The survey of 2023 mortgage holders, also shows another one in four people (23 per cent) have not changed their home loan in the past five to 10 years.

About half of those surveyed (52 per cent) have not changed their home loan because they are “satisfied” with their current loan and have “no reason to refinance”. Surprisingly, 22 per cent of mortgage holders say they have never considered refinancing.

The results are astonishing says HSBC Australia head of mortgages Alice Del Vecchio. She believes people should review their mortgage “whenever their circumstances change” or about once every year or two.

“Most home loans are typically set up for 25 to 30 years – a lot of things can change in that time. You need to have someone review your loan regularly to see if it best suits your circumstances,” she says.

The RFi survey also shows the reasons why people are “highly likely” to refinance or have switched lenders in the past six months. The most common motivation is to access lower interest rates (35 per cent), followed by the desire to reduce their monthly repayments (24 per cent) and, equally important, because they are “generally dissatisfied” with their lender (24 per cent).
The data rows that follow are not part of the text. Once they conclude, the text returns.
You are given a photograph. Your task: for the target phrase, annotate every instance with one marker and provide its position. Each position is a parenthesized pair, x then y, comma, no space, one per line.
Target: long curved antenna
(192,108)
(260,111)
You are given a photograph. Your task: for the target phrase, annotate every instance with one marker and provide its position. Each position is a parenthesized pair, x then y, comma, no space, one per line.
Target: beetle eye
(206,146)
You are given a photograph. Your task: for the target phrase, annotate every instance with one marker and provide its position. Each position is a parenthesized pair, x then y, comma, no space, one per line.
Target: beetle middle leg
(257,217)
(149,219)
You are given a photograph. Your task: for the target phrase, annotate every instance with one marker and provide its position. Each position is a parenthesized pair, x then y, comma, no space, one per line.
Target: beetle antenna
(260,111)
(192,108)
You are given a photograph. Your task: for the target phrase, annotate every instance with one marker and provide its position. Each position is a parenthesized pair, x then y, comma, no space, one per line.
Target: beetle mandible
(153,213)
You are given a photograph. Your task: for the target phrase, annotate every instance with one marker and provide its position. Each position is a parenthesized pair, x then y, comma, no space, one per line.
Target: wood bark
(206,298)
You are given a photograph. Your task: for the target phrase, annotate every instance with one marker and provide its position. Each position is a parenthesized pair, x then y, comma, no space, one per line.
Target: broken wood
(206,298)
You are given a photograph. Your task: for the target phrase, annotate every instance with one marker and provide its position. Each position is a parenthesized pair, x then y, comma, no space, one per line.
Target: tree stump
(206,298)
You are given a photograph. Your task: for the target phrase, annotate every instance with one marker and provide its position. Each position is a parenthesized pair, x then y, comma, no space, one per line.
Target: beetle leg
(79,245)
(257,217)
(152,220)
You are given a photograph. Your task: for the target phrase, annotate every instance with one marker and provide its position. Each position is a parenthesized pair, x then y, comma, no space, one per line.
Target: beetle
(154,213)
Del Vecchio says people often come into the bank to talk to their banker about a change in their circumstances. “There’s usually a trigger, such as a change in employment. They might be taking six months off work to have a baby and simply want to change their repayments. Or, they might have changed jobs, are earning more money and want to increase their repayments. Sometimes they come in with one idea, and walk out with another plan after discovering options they hadn’t considered or didn’t realise existed.

“For example, it’s not uncommon for someone to come in saying they’d like to increase their repayments and pay off their mortgage faster, because they’ve had a big pay-rise. After talking to their relationship manager, they might find they can afford an investment property and use the extra money for that instead.”

She says HSBC relationship managers can access industry intelligence to help people decide whether renovating and extending their existing home will be more cost effective than upgrading to a more expensive home. “For example, someone has a two-bedroom semi-attached home in Randwick that’s worth $1.6 million, and they’re looking to spend $600,000 on a renovation, adding two more bedrooms. If our intelligence shows that four-bedroom homes in the area have failed to crack the $2 million mark, then we can inform them that spending $600,000 might be over-capitalising.

“A relationship manager can’t expect people to know about all the products that are available on the market and how they work, it’s the banker’s job to talk regularly to their customers, review their loans and explain how other products or features work and why they might be more beneficial.”